Cloud computing systems have had a great run lately, delivering value on several fronts to help enterprises lead some impressive transformative efforts. With new cloud systems, companies are changing the way they do business, seeing both lower expenses and, in some cases, better revenue as a result. Recently, Kable Market Research conducted a study on this front, and found that the already growing trend is likely to carry on in a growth pattern for at least the next year.
The good news here is that a large number of enterprises—from major enterprise figures to the small and medium-sized business (SMB) market—are all able to get in on this action, and that diversity of range and use cases will help give the market a nudge. Indeed, many have been looking at hybrid cloud services—a mix of traditional, on premises operations and cloud-based systems—as a means to take advantage of the cloud's flexibility while still satisfying the demands of various regulators. Throw in the value of and need for an increasingly mobile workforce and the value of cloud systems is clear.
As noted, the wide number of use cases is likely to fuel demand. Currently, about 13.5 percent of the cloud's market share is in the retail sector, while healthcare operations took up another 10.8 percent, and government operations 10.4 percent. There's a good mix of private and public cloud systems involved, as larger enterprises shoulder the cost burden of private clouds for better security and reliability, while smaller firms enjoy the cost-effective nature of public cloud.
Perhaps the cloud computing market's biggest challenge, meanwhile, is convincing those who aren't currently cloud users that cloud-based systems are safe. It was a widely-felt concern in the early days of cloud technology that putting valuable, proprietary information into such systems was asking for trouble, a point that has been carefully mitigated over the years yet still remains a concern of many.

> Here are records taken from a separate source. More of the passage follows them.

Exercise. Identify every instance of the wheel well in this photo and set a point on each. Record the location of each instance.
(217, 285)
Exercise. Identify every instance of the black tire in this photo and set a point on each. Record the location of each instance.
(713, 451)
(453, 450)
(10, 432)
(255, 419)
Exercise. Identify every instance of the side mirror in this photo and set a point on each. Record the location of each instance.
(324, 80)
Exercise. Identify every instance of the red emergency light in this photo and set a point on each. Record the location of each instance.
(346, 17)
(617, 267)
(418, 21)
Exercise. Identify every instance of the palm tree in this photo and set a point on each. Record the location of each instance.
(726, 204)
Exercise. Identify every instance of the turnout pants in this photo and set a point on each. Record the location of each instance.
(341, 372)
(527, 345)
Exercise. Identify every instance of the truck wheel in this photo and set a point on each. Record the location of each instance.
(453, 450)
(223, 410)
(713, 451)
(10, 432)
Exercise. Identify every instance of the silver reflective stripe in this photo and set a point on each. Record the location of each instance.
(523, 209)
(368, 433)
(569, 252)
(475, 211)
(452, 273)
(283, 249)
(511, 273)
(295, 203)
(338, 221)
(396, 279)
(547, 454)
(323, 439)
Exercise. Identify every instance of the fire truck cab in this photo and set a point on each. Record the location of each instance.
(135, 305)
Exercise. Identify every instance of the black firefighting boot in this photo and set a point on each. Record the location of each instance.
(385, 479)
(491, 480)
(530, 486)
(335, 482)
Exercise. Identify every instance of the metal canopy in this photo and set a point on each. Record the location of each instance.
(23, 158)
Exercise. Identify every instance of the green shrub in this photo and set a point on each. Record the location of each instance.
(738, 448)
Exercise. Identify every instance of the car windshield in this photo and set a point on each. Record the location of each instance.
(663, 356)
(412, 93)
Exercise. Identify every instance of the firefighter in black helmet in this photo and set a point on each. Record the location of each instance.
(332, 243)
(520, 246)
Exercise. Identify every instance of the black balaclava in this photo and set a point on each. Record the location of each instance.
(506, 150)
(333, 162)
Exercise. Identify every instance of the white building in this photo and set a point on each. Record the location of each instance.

This is actually good news, in a way. When large portions of a market have one major objection, it becomes comparatively easy to design marketing and sales pitches in a fashion that addresses that shortcoming. Whether it's testimonials from current users—a sort of predecessor to influencer marketing—or specific focus on new augmentations to security, addressing the “it's not safe enough” objection can be a major focus effort. That's likely to break down some walls in the process and improve sales—and thus market share—from there.
The cloud computing marketplace has already delivered quite a bit to the field, and its power isn't likely to wane any time soon. Whether Kable's projections come to pass or not, this is still a big new part of the landscape, and one that most of us will come in contact with at some point.